With the release of the Center for Science in the Public Interest's list of the top 10 riskiest foods regulated by the Food and Drug Administration, you may be wondering what's left that is safe to eat and what to do to keep your family safe. According to the report, produce such as leafy greens and tomatoes, eggs, seafoods tuna and oysters, and ice cream are among the commonly eaten foods that have accounted for about 40 percent of all food-borne outbreaks due to FDA-regulated foods since 1990. The analysis did not include meat products, which are not regulated by the FDA.
Ironically, many of the foods on the top 10 list are "the most nutritious foods for us," says Sarah Klein, staff attorney with the food safety program at CSPI. And many figure high among favorites. "The problems of food-borne illness are so broad [that] it's not a matter of eliminating foods from diet," Klein notes. "The food industry and the FDA need to make sure that all of our food is safe."
To that end, the FDA Food Safety Modernization Act (S. 510), currently under consideration in the Senate, would put stricter standards into place for all food producers, including increased frequency of inspections, and would give the FDA stronger enforcement authority. The House of Representatives passed similar legislation in July. Until stronger rules are put in place, the folks at the CSPI offer a few tips:
Don't change your diet. "Continue eating a balanced and nutritious diet," Klein says. "We do not recommend that consumers change their eating habits."

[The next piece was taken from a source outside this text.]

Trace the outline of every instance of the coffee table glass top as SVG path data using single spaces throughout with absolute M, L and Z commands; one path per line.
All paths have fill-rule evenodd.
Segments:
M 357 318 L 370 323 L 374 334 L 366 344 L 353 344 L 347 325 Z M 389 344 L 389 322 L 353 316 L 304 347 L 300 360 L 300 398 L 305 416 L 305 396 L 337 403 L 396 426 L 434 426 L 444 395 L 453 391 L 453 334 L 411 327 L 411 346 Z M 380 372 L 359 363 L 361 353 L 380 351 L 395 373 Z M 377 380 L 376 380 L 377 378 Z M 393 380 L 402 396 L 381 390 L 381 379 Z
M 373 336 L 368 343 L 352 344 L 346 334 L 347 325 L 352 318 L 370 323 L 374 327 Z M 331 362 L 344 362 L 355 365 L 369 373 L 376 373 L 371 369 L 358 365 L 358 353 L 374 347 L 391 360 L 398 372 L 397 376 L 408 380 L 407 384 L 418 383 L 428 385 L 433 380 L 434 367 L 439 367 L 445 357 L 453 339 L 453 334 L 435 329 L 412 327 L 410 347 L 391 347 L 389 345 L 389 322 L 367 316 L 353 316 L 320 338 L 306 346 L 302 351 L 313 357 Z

Practice defensive eating. "Choose and handle your food carefully," Klein advises. Don't eat homemade ice cream containing raw eggs, for instance. Bypass the raw oysters. Washing produce, while helpful, doesn't completely eliminate the risk of contamination, but it's always a smart precaution to avoid using the same cutting board for your greens as you use for raw meat. One suggestion offered in the wake of a salmonella outbreak last year: Try cooking your tomatoes.
Use care in handling and preparing all parts of your meal, not just the items on the top 10 list. In the case of potatoes, for example, it's likely in many cases that the initial contamination was caused by some other component of potato salad, according to CSPI. In general, says Klein, "keep it cold, and cook it thoroughly."